Depuis quelques jours, la tension monte entre le syndicat de l’enseignement secondaire et le ministère de l’Éducation. Les négociations semblent être dans l’impasse. L’enseignement oscille dans notre pays entre crise latente et crise ouverte. Les enseignants dénoncent à la fois la déperdition et l’insuffisance de moyens, un gaspillage de leur temps et de leur effort, une perte de considération de la part de la société civile. L’opinion observe que l’effort financier global qu’elle consent n’est pas très différent de celui des autres grands pays de l’OCDE, que le système d’enseignement tend à se replier sur lui-même et s’adapte trop lentement, que les réformes successives l’ont alourdi sans vraiment le réformer, enfin que les résultats attendus en termes de gains de productivité pour la nation sont insuffisants. L’opinion publique tunisienne semble avoir perdu confiance dans ses écoles. Et ils ont raison parce que le constat est préoccupant.
En effet, il n’est étrange à personne aujourd’hui que le rendement de notre système éducatif est médiocre. C’est hélas une réalité qu’il faut admettre. Aujourd’hui l’idée même du progrès par la connaissance paraît remise en cause. Depuis quelques années, la situation du chômage des diplômés a progressivement ébranlé la conviction chez les familles que l’éducation mène à l’emploi, et constitue le principal ascenseur social pour tous. On assiste à une perte progressive de la confiance dans les établissements d’enseignement public, qui devient alarmante compte tenu des ressources mobilisées par l’Etat et les ménages. Rappelons au passage que la Tunisie consacre l’équivalent du quart du budget de l’Etat à l’éducation publique, une quote-part équivalant presque au double de la moyenne de l’OCDE.
Dysfonctionnements du système d’enseignement tunisien
Une récente étude PISA-OCDE publiée en 2013, a mis en exergue les dysfonctionnements du système d’enseignement tunisien et remet en cause les exigences du syndicat en ce qui concerne les conditions de travail. L’étude révèle d’abord que le nombre d’élèves non performants et ne disposant pas de compétences essentielles de base est élevé et que la proportion d’élèves performants, est très faible. Un constat qui remet en cause le système éducatif dans sa globalité. L’étude révèle que des pratiques dans le milieu scolaire, et des soupçons de détournement de la loi et un manque d’intégrité sont fréquents, sans que des mesures disciplinaires systématiques et drastiques ne soient prises, ce qui renforce l’impunité et encourage la prolifération de telles pratiques.
De nombreuses questions restent en suspens concernant les cours particuliers (notamment celles dispensées par les enseignants issus de la même école que les élèves), quand les cours particuliers deviennent une condition de réussite aux examens, ou quand des parties du programme sont délibérément ignorées dans les cours réguliers pour stimuler la demande de soutien scolaire.

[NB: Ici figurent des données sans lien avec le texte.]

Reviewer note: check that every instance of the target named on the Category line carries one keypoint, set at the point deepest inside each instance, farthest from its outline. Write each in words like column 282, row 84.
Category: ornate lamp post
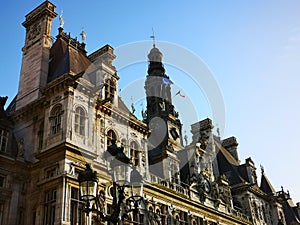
column 124, row 176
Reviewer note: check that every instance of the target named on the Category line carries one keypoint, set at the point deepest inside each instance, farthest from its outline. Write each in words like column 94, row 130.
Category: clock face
column 174, row 133
column 207, row 187
column 34, row 31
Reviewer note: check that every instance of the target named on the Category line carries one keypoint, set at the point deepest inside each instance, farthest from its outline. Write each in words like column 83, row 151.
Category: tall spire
column 153, row 37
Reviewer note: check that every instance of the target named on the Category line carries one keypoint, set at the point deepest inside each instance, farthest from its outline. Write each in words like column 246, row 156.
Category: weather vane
column 153, row 37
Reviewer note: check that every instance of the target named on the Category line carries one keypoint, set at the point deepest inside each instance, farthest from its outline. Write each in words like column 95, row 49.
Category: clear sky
column 252, row 48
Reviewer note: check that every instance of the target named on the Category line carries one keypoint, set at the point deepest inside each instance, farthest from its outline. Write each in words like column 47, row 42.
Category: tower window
column 3, row 140
column 80, row 121
column 49, row 207
column 110, row 88
column 55, row 119
column 134, row 153
column 40, row 136
column 111, row 135
column 76, row 209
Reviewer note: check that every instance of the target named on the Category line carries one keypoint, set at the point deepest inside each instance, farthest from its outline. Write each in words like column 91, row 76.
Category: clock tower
column 36, row 51
column 165, row 139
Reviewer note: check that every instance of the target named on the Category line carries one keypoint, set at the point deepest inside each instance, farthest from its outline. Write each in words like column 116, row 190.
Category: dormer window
column 80, row 121
column 3, row 140
column 111, row 135
column 55, row 119
column 110, row 88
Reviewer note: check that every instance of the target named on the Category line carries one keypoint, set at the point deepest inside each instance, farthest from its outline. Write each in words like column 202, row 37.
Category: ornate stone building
column 68, row 111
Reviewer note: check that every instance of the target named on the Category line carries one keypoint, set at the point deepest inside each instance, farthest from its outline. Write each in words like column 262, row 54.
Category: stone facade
column 66, row 114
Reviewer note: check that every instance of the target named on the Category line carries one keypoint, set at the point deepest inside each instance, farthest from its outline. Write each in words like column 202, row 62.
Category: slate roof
column 228, row 165
column 66, row 56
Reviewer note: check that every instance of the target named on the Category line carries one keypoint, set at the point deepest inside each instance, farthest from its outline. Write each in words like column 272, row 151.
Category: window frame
column 56, row 120
column 4, row 135
column 79, row 121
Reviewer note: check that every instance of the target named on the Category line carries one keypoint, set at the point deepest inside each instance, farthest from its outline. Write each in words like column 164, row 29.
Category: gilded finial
column 83, row 36
column 153, row 38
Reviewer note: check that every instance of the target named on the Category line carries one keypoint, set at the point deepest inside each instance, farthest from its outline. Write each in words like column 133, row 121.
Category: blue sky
column 252, row 48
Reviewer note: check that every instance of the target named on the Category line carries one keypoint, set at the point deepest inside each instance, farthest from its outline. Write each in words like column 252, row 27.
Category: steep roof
column 228, row 165
column 265, row 184
column 67, row 55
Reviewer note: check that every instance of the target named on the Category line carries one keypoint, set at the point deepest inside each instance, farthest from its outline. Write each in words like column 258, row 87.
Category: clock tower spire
column 165, row 139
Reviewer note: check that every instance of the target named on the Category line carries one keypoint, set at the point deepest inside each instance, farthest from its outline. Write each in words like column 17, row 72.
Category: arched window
column 110, row 88
column 40, row 136
column 111, row 135
column 134, row 153
column 80, row 121
column 55, row 119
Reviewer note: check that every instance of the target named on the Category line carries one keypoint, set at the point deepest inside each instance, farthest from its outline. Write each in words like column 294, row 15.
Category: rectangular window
column 49, row 207
column 76, row 209
column 1, row 214
column 2, row 179
column 3, row 140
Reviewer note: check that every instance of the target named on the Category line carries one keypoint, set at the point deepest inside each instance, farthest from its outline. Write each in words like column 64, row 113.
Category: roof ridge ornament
column 83, row 36
column 153, row 37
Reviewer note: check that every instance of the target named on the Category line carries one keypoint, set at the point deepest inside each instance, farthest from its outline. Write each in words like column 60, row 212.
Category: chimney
column 230, row 144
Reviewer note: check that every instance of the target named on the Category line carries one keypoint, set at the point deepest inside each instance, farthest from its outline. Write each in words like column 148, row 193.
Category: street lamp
column 123, row 176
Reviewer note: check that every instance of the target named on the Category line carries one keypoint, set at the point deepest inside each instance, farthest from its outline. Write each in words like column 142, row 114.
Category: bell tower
column 36, row 51
column 165, row 139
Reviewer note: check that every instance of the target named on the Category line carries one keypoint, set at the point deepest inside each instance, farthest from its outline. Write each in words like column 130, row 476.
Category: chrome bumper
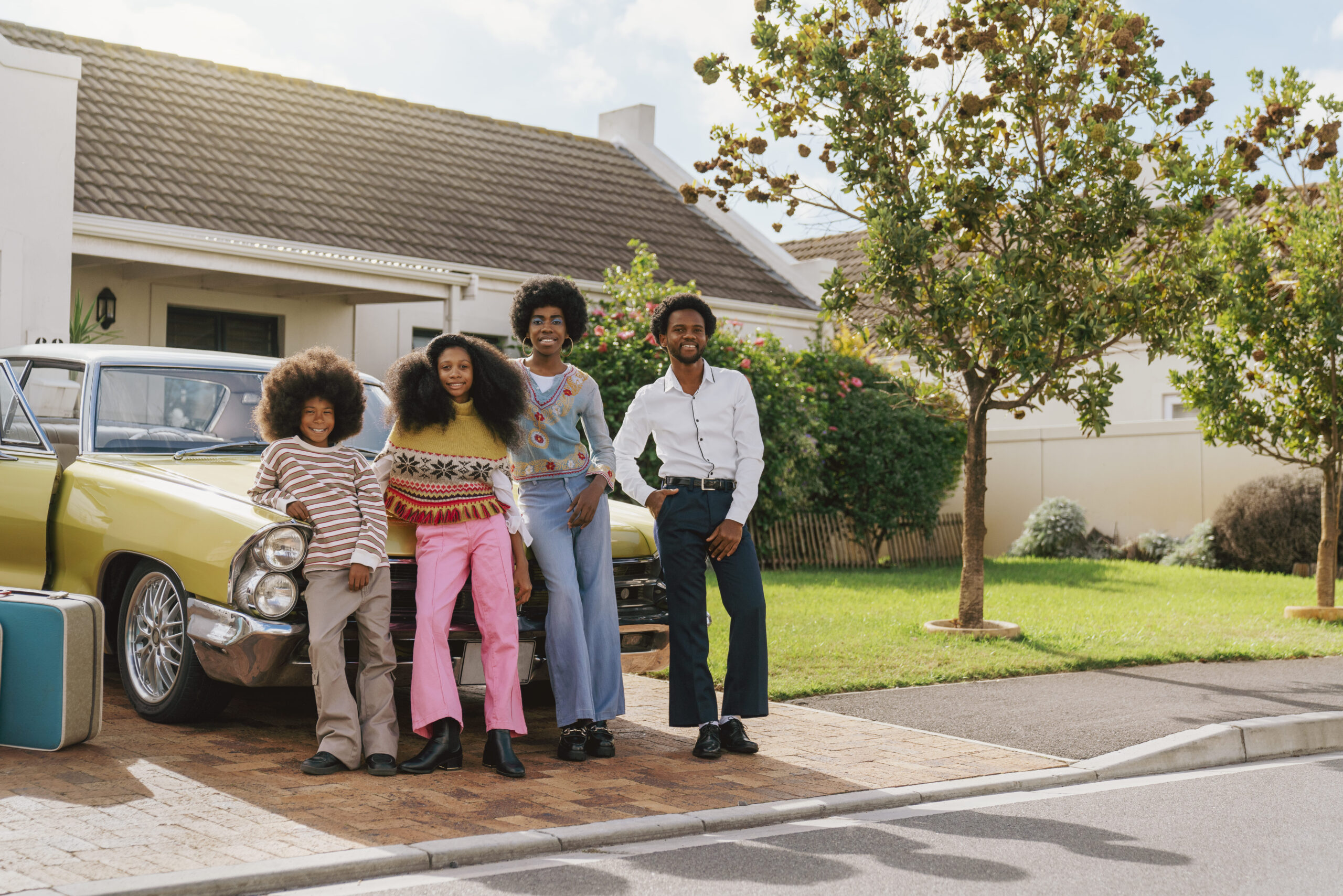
column 245, row 650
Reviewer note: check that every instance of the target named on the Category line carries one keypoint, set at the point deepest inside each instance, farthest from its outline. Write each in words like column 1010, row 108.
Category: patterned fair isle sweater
column 445, row 473
column 340, row 492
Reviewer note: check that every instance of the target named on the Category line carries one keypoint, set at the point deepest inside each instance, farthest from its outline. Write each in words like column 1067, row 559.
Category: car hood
column 632, row 526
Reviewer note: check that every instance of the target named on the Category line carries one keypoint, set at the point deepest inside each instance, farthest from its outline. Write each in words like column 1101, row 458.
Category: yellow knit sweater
column 442, row 473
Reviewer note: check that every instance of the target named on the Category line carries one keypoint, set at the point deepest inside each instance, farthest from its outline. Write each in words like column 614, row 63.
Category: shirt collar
column 669, row 380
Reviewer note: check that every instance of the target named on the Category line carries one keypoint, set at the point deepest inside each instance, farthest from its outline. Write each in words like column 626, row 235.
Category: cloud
column 582, row 77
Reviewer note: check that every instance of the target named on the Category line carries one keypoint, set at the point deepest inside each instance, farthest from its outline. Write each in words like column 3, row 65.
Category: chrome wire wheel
column 155, row 637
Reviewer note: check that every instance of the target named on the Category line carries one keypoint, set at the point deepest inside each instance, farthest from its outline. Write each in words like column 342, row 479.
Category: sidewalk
column 1082, row 715
column 145, row 798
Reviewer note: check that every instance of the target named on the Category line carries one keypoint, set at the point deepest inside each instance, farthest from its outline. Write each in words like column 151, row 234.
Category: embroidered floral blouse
column 551, row 442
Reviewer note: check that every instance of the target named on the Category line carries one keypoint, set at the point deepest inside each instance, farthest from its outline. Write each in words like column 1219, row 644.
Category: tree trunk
column 973, row 537
column 1326, row 563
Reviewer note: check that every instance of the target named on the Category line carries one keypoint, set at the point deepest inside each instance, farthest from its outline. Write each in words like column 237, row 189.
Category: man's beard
column 699, row 354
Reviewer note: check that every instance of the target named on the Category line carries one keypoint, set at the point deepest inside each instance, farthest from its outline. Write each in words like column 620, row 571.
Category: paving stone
column 145, row 798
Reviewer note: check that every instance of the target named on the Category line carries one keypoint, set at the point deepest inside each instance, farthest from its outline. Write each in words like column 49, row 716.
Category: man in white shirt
column 707, row 432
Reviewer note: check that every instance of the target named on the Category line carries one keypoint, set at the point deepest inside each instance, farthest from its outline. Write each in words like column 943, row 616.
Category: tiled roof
column 185, row 142
column 841, row 248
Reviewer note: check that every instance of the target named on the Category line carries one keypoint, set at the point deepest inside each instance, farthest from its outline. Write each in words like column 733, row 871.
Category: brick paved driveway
column 145, row 798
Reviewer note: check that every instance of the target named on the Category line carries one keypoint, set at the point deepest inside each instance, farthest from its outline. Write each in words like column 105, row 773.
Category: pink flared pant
column 444, row 557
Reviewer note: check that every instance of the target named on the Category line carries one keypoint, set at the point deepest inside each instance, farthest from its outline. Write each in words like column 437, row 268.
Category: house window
column 1176, row 410
column 223, row 331
column 422, row 336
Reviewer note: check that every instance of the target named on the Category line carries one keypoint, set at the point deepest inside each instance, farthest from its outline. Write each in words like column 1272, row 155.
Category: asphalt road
column 1079, row 715
column 1267, row 829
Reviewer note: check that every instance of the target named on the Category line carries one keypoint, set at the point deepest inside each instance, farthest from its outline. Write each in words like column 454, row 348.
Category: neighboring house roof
column 183, row 142
column 843, row 249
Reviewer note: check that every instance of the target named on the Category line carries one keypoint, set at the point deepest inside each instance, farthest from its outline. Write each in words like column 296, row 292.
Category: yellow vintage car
column 124, row 473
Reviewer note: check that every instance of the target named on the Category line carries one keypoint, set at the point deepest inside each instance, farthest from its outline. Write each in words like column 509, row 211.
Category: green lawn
column 837, row 631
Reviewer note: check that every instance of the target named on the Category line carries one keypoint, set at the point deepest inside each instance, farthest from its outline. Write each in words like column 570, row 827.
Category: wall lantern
column 106, row 308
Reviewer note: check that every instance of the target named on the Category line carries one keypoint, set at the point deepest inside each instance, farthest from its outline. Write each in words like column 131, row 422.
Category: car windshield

L’enquête montre également que les cours réguliers, ne contribuent que très faiblement à l’apprentissage des élèves (entre 37% et 45 % du temps d’apprentissage global). Les pays les plus performants en matière d’éducation (Japon, Australie, Nouvelle Zélande) sont dans le schéma inverse, puisqu’ils consacrent plus de 70 % de leur temps global à l’apprentissage dans les cours réguliers.
Quant aux conditions de travail des enseignants, l’étude va à l’encontre des revendications actuelles du syndicat en soulignant la générosité des rémunérations des enseignants en Tunisie. En effet, les salaires de départ des enseignants dans les écoles secondaires en Tunisie sont de 1,7 fois plus élevés que le PIB par habitant. C’est au-dessus du revenu relatif des enseignants dans les pays de l’OCDE. De même pour la charge de travail. Les enseignants tunisiens travaillent seulement 30 semaines par an, soit l’équivalent de 493 heures/an (contre 38 semaines où 577 heures/an dans les pays de l’OCDE). Cependant, les performances en mathématique sont les plus médiocres comparativement aux autres pays.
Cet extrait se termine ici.